Games like these are remembered for their difficulty, if nothing else. For veterans of such titles, Lords of the Fallen will be a step down from the familiar because your bulky adversaries are challenging rather than punishing. On a positive note, this makes Lords a lot more accessible for newcomers, despite predictable AI attack patterns where progress came more freely than expected.

...Still not big enough!
…Still not big enough!

Where Dark Souls uses the concept of bonfires as checkpoints, Lords of the Fallen uses ‘Shards’ – levitating rocks lit with bright red energy. Here, players allocate ability points into character development and are introduced to the unique gameplay concept of banking experience points. Much like bonfires, players can reset potions and current health from shards. However, doing so will also reset your experience multiplier that has increased since your last shard checkpoint. Without using the shard, players can empty their XP into Attribute Points (Physical abilities) and Skill Points (Magic abilities) without resetting their multiplier. It’s an interesting take on the risk/reward formula in this genre and it works well.
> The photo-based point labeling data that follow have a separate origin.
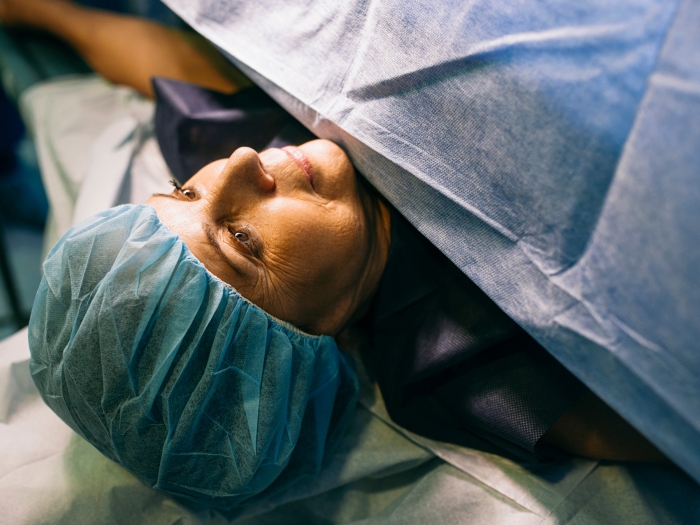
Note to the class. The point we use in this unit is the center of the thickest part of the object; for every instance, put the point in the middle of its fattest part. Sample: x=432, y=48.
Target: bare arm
x=124, y=49
x=593, y=429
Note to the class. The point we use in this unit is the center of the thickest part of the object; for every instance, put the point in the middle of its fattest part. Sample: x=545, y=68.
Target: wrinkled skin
x=291, y=230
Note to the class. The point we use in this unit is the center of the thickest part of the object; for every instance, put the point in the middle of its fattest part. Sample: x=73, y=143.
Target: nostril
x=267, y=181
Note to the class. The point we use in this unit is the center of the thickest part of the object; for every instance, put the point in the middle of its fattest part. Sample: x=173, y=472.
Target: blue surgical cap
x=169, y=371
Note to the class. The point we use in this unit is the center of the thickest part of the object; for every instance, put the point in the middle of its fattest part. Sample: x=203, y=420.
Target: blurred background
x=25, y=59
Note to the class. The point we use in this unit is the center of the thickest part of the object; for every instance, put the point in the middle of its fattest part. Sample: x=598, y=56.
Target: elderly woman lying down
x=191, y=338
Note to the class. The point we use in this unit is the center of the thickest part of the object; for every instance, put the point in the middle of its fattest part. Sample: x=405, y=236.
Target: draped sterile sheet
x=551, y=149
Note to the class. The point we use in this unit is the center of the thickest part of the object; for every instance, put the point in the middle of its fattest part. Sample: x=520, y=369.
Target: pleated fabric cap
x=169, y=371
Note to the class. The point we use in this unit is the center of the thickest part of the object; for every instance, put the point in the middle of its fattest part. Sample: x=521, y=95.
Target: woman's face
x=287, y=228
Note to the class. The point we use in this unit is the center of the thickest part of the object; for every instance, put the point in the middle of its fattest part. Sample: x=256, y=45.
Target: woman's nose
x=243, y=175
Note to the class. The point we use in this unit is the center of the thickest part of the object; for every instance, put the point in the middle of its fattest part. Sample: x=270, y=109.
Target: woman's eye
x=242, y=237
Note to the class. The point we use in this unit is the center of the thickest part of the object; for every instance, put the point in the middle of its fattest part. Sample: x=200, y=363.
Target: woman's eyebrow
x=168, y=195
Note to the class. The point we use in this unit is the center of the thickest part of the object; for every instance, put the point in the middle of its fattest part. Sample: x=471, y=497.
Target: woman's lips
x=300, y=159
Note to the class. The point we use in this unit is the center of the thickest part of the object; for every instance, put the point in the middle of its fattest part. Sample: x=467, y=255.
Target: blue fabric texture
x=170, y=372
x=548, y=148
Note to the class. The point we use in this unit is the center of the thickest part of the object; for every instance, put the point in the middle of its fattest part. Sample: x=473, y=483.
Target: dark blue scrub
x=450, y=364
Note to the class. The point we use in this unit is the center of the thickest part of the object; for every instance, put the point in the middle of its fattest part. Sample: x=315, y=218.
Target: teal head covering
x=170, y=372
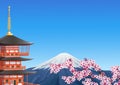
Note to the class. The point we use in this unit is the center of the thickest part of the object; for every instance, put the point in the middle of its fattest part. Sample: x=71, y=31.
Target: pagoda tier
x=13, y=40
x=15, y=72
x=14, y=59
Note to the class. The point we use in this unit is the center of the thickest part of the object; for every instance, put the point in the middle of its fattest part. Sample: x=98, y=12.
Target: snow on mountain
x=59, y=59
Another unique feature in Lords of the Fallen are small portals that unlock when a certain enemy or quest has been completed in an area. These are divided into Treasure Chambers, Infinite Voids and Proving Grounds challenges, all of which offer useful rewards upon completion. The Treasure Chambers simply contain a number of undefended chests, while the Proving Grounds and Infinite Voids require more strategy.
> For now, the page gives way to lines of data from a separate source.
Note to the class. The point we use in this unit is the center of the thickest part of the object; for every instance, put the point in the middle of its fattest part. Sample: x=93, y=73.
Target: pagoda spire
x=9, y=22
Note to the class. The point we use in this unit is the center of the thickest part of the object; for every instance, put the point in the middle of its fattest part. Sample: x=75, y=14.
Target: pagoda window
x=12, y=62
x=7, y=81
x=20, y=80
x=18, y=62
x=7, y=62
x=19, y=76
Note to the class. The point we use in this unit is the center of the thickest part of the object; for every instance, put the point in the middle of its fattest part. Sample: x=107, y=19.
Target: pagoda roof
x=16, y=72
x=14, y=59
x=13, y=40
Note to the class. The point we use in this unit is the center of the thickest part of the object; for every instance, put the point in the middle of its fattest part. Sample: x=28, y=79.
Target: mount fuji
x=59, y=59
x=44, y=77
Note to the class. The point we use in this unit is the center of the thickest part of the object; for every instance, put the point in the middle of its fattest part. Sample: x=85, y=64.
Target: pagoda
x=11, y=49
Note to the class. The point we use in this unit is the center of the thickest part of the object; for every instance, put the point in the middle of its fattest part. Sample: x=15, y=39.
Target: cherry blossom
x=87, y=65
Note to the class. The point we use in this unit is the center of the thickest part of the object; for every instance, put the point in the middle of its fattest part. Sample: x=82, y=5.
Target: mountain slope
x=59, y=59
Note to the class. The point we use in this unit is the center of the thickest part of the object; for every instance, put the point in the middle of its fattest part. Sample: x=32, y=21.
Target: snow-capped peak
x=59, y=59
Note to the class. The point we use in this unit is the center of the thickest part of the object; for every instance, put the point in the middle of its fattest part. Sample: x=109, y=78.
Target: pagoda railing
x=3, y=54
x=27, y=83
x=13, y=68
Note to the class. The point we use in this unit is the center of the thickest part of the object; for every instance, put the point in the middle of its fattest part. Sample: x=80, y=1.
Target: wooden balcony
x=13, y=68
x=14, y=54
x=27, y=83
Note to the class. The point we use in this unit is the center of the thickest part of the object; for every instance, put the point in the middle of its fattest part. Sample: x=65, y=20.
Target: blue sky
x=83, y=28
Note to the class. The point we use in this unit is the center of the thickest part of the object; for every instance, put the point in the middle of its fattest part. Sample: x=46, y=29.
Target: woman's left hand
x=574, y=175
Combat is assured here, with the former using a wave-based format and the latter using a wandering light to illuminate progress in a pitch-black cave. The Infinite Voids are an unnerving experience with a variety of enemies, such as distant archers and giant axe-wielding demons, littered throughout the arena. This series of modes is a nice way of breaking up the gameplay and welcomes new strategies towards completing objectives.
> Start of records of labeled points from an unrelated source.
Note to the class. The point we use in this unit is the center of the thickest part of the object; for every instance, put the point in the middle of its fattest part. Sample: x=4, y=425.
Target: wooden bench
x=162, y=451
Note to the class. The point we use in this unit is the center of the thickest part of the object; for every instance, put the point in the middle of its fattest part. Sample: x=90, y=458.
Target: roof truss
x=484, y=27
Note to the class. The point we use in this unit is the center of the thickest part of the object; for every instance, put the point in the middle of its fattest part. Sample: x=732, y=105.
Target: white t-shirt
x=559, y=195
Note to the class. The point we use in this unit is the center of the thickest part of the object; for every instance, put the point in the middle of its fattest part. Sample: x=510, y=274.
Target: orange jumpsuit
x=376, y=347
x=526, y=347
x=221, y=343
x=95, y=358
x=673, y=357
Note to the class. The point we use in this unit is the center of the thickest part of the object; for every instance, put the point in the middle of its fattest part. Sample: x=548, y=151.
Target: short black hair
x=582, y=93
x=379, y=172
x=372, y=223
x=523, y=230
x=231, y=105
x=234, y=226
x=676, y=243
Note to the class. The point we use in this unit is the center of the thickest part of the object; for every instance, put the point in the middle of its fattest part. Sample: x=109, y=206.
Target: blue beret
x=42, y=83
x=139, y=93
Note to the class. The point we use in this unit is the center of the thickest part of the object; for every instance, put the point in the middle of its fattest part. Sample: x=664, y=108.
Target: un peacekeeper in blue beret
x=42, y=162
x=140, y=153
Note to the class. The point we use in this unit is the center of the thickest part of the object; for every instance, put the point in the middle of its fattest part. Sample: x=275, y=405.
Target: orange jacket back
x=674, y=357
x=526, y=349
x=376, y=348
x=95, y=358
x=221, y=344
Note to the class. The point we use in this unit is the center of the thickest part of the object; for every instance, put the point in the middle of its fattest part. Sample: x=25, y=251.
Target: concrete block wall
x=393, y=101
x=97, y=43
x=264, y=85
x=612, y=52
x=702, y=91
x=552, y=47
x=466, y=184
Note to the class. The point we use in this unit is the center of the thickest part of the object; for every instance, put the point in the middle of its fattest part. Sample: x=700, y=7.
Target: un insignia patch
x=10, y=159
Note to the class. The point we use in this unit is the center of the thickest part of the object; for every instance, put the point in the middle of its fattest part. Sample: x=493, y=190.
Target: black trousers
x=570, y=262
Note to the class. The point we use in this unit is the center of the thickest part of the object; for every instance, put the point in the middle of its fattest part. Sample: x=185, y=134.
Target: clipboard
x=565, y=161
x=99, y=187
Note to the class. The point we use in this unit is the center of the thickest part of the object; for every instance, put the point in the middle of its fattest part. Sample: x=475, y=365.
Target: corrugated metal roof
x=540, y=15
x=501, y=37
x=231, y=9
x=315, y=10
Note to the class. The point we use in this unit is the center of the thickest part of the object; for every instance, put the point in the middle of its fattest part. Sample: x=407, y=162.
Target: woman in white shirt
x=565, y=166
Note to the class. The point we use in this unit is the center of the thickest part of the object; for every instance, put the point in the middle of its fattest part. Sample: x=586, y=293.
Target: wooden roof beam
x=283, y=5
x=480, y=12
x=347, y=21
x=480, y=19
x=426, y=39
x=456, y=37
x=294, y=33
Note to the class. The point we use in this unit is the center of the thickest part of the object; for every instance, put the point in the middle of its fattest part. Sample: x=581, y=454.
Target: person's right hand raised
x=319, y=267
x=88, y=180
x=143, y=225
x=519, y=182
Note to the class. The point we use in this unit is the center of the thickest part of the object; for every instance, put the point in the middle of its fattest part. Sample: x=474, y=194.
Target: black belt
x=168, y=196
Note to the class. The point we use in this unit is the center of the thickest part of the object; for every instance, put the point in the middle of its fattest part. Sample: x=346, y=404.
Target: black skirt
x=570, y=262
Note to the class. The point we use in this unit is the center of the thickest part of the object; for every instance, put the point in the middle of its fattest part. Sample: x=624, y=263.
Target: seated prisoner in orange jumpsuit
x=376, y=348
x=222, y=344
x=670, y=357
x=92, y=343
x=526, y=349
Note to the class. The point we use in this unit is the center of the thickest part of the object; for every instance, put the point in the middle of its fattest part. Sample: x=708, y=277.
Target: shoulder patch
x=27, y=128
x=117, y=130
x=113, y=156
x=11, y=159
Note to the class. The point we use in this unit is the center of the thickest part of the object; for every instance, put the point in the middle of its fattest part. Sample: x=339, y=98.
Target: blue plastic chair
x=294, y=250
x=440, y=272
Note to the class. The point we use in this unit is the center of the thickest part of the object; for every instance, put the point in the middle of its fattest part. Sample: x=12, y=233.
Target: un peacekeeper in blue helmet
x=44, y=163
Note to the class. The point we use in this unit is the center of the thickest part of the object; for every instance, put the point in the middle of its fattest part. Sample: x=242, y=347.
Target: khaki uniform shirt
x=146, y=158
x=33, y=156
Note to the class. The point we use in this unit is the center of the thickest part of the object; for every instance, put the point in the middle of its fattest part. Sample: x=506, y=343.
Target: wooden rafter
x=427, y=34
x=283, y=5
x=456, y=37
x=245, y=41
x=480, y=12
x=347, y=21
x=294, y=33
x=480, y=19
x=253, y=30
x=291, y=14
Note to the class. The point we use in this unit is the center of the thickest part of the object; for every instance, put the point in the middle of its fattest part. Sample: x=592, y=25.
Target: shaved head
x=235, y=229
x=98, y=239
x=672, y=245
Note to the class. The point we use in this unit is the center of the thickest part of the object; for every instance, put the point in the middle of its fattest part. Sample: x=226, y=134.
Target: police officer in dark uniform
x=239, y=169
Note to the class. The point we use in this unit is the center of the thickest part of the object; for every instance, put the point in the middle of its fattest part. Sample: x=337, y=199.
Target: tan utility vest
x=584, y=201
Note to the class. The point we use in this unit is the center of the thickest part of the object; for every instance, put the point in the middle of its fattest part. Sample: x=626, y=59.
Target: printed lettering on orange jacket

Harkyn’s venture is a forgettable one signposted with visual appeal with a subtle but highly effective soundtrack. This title manages to show some originality along the way but it is, unfortunately, superseded by technical errors and lacklustre voice-acting. On the whole, Lords of the Fallen is constantly fighting the games that came out before it. Deck13 and CI Games have made a decent proving ground that puts you in good stead before moving on to tougher experiences, such as Dark Souls.

Different, But Similar

Lords of the Fallen struggles to juggle individuality with familiarity and technical prowess.